If a corporation was not in existence throughout an annual accounting period (either calendar year or fiscal year), the corporation not only is required submit the deregistration documents at the Secretary of State's company registration office, but also is required file a final tax return for that fractional part of a year during which it was in existence.
The Taxation of Liquidations
Generally, for U.S. Federal income tax purposes, property exchanges are taxable events. In a section 331 liquidation, the amounts received by a shareholder in complete liquidation of a corporation are generally treated as full payment in exchange for the liquidating corporation’s stock. The shareholder will compare the value of the assets received in the liquidation to their stock basis in order to compute gain or loss.
Unless a nonrecognition provision of Section 332 of the Code applies. Under Section 332, which provides that no gain or loss is recognized by a corporate shareholder on the receipt of property distributed by its 80%- owned corporate subsidiary in complete liquidation.
Similarly, the liquidating corporation recognizes no gain or loss on its distribution to the 80% corporate shareholder of any property in a complete liquidation to which Section 332 applies.
Example, P owns all of the stock of S and has a basis of $100 in its S stock.
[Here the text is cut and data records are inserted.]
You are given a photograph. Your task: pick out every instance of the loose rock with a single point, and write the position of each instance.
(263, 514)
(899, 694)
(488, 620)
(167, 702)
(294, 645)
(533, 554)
If P receives property worth $125 in a taxable liquidating distribution from S, P will have gain of $25.
If S is liquidated in a transaction that qualifies under Section 332, P will have no gain in the transaction and it will take a carryover basis in the S assets it received.
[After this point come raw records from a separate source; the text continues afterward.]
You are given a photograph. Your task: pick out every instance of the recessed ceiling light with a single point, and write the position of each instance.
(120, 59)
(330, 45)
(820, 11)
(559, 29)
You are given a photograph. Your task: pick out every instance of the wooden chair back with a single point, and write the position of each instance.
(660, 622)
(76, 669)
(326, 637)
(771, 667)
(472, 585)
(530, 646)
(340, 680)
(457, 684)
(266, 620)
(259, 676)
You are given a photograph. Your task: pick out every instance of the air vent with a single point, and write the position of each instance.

The Nontaxable Corporate Liquidation
The Regulations promulgated thereunder Section 332, the liquidation of a corporate subsidiary into its parent must include the following essential components to qualify as a liquidation:
(1) There must be the adoption of a plan of liquidation (the “Adoption of Plan Requirement”);
(2) The corporate subsidiary must be solvent with respect to its common stock (the “Solvency Requirement”);
(3) The parent corporation must own at least 80% of the corporate subsidiary’s stock within the meaning of Section 1504(a)(2) at the time the plan of liquidation is adopted and at all times thereafter until the liquidation is effective (the “80% Ownership Requirement”);
(4) There must be a complete cancellation or redemption of all of the corporate subsidiary’s stock pursuant to the plan of liquidation (the “Elimination of Subsidiary Stock Requirement”);
(5) The property distributions must be completed within the taxable year or in the case of a series of distributions, within three years from the close of the taxable year during which the first distribution is made (the “Timing Requirement”); and
(6) There cannot be a reincorporation of the liquidated subsidiary’s assets pursuant to the same plan or arrangement (the “Liquidation-Reincorporation Limitation”).
Deemed Liquidations
Under Regs. §§ 301.7701-2 and 301.7701-3 the conversion of corporation to a limited liability company (“LLC”) can cause a liquidation for U.S. Federal income tax purposes.
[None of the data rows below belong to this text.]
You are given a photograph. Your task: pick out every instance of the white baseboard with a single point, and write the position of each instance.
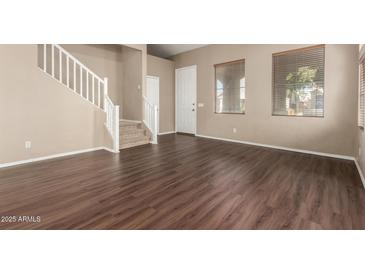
(360, 172)
(346, 157)
(54, 156)
(167, 132)
(132, 121)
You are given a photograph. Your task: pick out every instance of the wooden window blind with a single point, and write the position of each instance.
(361, 111)
(298, 82)
(230, 87)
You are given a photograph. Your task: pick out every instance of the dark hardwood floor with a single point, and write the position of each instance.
(185, 183)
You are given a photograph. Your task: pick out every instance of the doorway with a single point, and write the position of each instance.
(185, 94)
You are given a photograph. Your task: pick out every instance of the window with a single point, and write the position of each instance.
(298, 82)
(362, 92)
(230, 87)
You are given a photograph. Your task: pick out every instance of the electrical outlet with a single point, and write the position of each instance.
(28, 144)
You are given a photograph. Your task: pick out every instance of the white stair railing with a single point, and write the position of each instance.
(150, 118)
(69, 71)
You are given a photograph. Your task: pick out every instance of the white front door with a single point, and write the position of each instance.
(153, 89)
(186, 100)
(152, 95)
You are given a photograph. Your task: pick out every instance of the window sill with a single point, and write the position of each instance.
(239, 113)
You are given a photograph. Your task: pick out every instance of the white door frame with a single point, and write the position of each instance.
(158, 99)
(196, 96)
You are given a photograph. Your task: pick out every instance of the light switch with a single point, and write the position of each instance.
(28, 144)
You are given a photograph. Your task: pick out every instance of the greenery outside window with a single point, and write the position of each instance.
(298, 82)
(230, 87)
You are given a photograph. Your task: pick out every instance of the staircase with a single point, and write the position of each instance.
(132, 134)
(69, 71)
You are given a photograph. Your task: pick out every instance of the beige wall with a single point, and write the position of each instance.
(34, 107)
(132, 84)
(165, 70)
(360, 147)
(332, 134)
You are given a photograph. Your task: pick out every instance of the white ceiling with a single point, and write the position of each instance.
(166, 50)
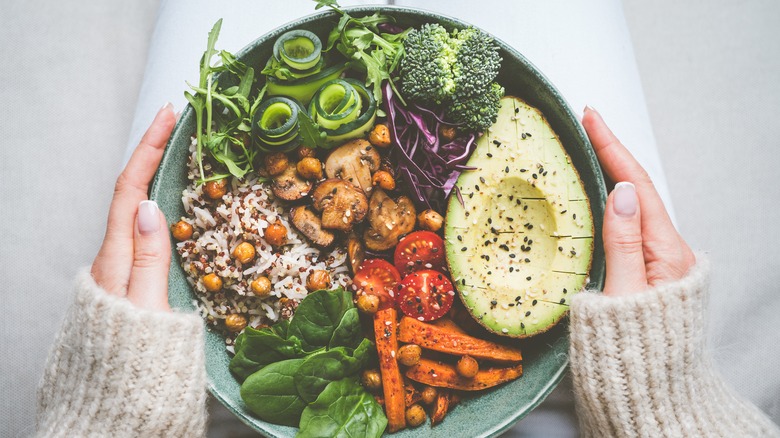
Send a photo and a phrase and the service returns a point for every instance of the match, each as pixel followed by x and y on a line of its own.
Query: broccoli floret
pixel 477 112
pixel 454 70
pixel 477 62
pixel 426 68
Under Reg. §301.7701-3(g)(1)(ii) if an eligible entity classified as a corporation validly elects to be classified as a partnership, the corporation is treated as distributing all of its assets and liabilities to its shareholders in liquidation of the corporation, and immediately thereafter, the shareholders are treated as transferring all of the distributed assets and liabilities to a newly formed partnership.
Because of the tax fiction, the liquidation is merely a “deemed liquidation” for U.S. federal income tax purposes.